Federal financial regulators are proposing a new fee model for insurers that aims to do a better job of matching the fees charged with the cost of supervision.

The Office of the Superintendent of Financial Institutions (OSFI) issued a consultation paper Tuesday setting out a proposed new assessment methodology for insurers. OSFI reports that it has reviewed its existing regulations to ensure that its
assessments appropriately reflect the time and resources that it devotes to monitoring, supervising and regulating individual financial institutions.

In the wake of that review, the paper proposes: a new measure on which to base all insurance assessments; updating the minimum assessment methodology; a new assessment category for mortgage insurers; and, it summarizes the aggregate impact of the proposed changes on the life insurance and property and casualty (P&C) insurance sectors.

OSFI notes that the proposed changes only affect the allocation of its expenses across institutions, and not the total amount assessed.
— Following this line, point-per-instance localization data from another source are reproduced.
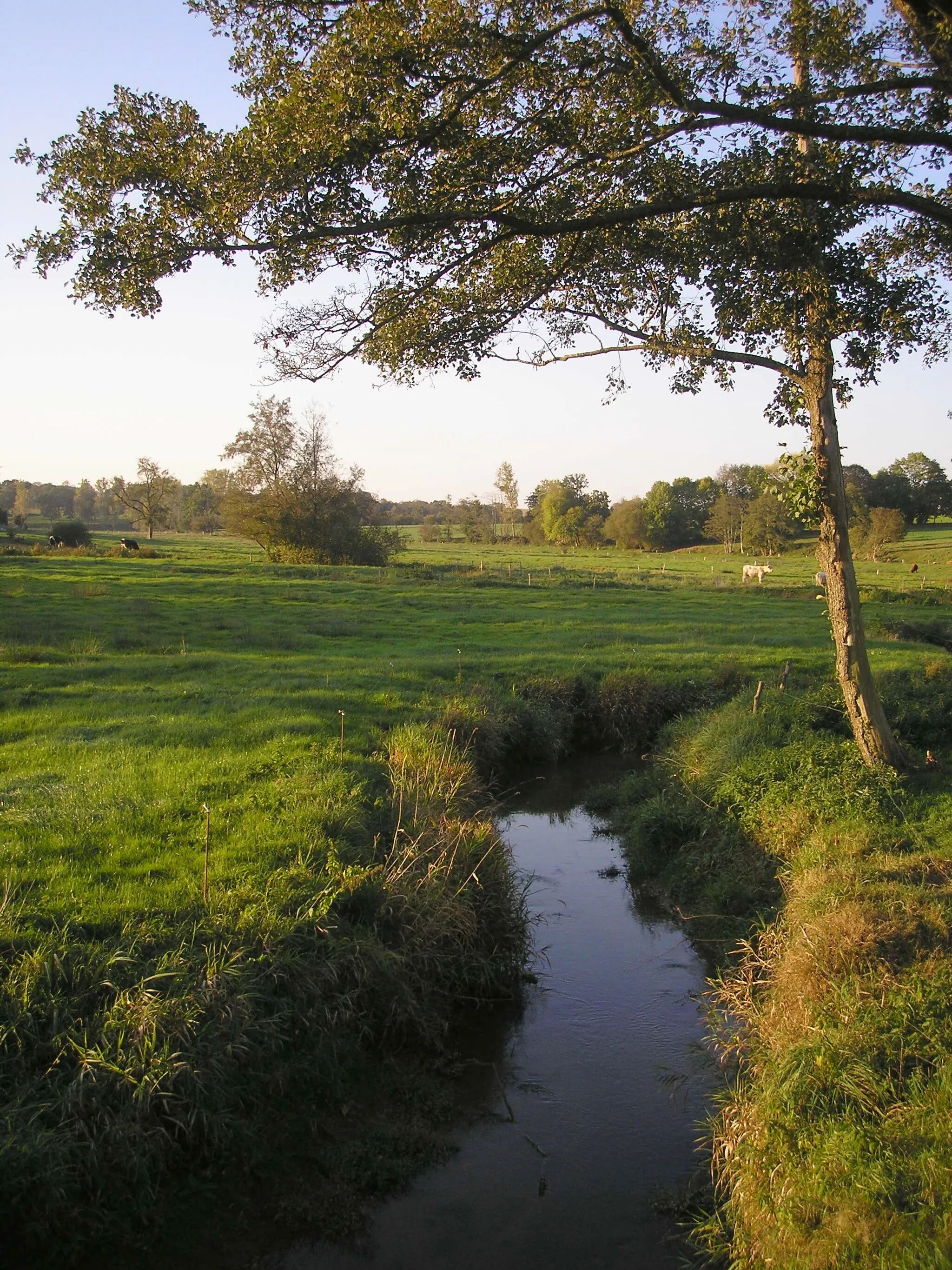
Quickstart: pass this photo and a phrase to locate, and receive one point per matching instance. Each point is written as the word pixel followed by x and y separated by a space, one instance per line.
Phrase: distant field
pixel 136 690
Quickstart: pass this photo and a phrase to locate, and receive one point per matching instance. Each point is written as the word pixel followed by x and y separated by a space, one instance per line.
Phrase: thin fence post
pixel 207 849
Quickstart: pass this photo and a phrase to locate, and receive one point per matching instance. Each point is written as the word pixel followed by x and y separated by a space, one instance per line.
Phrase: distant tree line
pixel 744 507
pixel 286 493
pixel 196 508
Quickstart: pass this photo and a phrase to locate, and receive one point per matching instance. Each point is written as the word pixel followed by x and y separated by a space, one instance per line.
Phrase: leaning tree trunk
pixel 862 701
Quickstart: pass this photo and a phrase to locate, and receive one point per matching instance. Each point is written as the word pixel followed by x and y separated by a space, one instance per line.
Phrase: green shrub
pixel 72 534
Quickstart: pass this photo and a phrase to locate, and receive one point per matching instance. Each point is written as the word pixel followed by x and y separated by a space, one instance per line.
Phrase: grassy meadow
pixel 138 690
pixel 141 1022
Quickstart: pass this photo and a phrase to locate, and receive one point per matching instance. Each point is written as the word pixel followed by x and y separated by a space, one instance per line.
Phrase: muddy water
pixel 584 1122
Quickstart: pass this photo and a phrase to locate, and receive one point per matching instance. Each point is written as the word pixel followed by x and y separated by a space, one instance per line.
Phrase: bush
pixel 72 534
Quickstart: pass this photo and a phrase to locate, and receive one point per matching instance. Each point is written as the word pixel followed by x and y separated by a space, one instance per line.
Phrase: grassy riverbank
pixel 145 1031
pixel 833 1144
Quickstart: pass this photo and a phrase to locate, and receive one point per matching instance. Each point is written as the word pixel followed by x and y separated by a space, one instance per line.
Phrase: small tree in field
pixel 885 526
pixel 628 525
pixel 508 489
pixel 149 499
pixel 727 521
pixel 287 492
pixel 767 525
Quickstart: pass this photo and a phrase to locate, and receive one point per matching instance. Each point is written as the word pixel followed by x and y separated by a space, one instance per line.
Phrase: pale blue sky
pixel 83 395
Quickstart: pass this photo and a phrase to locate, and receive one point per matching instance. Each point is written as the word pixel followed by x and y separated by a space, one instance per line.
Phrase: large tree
pixel 149 499
pixel 760 187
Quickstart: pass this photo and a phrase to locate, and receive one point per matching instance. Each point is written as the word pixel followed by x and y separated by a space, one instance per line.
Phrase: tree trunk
pixel 862 701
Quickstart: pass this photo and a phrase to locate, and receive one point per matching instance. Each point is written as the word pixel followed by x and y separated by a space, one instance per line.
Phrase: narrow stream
pixel 601 1126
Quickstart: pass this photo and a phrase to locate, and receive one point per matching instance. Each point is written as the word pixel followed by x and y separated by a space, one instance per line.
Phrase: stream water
pixel 586 1121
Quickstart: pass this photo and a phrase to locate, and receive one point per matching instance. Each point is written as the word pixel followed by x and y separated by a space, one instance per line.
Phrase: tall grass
pixel 832 1144
pixel 141 1043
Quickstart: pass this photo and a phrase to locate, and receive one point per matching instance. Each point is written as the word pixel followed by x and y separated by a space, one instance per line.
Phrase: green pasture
pixel 134 692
It estimates that the change to the proposed risk-based methodology would benefit the majority of insurers, with approximately two-thirds experiencing decreases in their assessments.
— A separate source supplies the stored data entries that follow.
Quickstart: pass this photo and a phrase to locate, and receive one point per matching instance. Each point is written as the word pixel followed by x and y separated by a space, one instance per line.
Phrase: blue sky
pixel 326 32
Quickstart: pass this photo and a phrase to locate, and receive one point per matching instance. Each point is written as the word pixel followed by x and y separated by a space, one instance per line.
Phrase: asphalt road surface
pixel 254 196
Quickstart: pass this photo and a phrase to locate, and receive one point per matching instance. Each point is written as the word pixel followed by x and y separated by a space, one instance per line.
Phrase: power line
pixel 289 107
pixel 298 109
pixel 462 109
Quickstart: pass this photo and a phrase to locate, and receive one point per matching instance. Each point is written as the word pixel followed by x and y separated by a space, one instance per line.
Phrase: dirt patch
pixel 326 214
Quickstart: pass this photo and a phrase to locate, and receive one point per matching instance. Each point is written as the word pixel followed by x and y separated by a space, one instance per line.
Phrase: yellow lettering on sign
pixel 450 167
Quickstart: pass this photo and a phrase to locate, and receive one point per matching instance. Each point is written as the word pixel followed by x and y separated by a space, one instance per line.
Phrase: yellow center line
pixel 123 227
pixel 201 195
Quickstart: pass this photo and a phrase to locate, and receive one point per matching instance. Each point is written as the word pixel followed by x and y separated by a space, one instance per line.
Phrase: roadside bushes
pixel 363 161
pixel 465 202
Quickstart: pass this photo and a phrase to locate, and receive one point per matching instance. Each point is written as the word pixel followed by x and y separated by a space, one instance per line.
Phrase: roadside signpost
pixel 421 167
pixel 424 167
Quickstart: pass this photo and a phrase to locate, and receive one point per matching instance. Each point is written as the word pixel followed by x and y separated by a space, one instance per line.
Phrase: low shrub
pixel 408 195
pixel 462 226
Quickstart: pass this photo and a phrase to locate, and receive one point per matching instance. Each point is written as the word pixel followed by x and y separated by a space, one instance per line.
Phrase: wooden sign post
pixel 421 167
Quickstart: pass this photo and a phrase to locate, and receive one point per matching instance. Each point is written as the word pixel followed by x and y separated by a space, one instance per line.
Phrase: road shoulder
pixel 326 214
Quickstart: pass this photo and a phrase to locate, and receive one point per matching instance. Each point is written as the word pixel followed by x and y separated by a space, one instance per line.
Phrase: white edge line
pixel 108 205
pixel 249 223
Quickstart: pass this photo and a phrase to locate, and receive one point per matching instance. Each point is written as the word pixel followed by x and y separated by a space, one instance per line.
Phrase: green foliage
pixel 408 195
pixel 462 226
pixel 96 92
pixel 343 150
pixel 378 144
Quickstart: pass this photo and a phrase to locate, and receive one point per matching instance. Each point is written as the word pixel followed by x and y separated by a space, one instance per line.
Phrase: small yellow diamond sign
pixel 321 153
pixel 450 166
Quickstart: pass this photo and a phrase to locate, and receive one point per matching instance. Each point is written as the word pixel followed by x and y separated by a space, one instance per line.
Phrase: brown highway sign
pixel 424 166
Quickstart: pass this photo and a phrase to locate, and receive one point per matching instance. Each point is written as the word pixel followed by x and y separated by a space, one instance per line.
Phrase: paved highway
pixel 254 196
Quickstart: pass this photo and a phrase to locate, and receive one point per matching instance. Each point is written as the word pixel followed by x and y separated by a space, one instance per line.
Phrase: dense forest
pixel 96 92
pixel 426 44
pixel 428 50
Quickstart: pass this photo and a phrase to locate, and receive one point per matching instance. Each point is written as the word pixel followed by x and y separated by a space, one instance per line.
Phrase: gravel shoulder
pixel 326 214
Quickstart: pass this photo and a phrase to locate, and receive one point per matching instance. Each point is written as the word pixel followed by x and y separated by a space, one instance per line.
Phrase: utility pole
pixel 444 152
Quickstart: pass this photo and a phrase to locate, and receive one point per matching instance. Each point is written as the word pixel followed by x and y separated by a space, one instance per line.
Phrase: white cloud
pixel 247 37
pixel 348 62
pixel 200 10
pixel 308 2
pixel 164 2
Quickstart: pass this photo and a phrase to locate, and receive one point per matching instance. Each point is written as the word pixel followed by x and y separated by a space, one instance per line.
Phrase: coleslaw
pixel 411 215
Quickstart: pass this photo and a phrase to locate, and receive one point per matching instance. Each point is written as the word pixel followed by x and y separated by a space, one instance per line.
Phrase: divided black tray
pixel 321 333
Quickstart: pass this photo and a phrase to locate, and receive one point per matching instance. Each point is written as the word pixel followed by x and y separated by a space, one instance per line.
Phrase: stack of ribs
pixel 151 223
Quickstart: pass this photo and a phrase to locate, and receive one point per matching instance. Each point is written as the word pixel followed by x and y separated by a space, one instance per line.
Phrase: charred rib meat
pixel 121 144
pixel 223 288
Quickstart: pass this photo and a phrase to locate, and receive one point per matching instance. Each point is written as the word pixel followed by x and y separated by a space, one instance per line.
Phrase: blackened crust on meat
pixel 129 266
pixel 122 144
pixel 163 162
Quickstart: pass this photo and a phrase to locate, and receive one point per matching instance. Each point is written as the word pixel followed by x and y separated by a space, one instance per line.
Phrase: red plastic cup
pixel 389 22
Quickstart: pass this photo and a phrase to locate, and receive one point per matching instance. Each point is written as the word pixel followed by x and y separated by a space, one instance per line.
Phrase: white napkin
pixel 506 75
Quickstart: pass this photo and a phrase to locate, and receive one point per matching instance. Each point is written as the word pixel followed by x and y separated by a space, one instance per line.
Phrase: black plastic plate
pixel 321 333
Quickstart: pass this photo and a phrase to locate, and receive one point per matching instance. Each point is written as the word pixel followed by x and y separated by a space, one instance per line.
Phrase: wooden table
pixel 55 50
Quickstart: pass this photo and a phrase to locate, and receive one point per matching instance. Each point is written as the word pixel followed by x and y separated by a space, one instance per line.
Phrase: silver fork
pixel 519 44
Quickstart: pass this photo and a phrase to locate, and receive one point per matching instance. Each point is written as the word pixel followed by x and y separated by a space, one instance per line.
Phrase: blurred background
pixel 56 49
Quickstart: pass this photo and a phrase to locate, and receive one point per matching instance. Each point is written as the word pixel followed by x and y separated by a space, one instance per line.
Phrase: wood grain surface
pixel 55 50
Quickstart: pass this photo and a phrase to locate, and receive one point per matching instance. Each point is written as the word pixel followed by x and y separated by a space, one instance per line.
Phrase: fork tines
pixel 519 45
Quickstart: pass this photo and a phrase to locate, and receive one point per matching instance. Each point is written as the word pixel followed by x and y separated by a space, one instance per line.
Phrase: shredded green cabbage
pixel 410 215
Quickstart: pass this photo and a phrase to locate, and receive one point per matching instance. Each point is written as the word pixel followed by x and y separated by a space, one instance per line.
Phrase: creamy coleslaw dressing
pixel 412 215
However, changes to the minimum assessment mean that 33 life insurers would see their minimum assessments raised from $10,000 to $15,000, and another 11 would be captured by the minimum assessment of $15,000. Additionally, 79 P&C insurers would see their minimum assessments raised from $10,000 to $15,000, and an additional 15 P&C insurers would be captured by the minimum assessment of $15,000.

Comments on the proposed changes are due by August 31.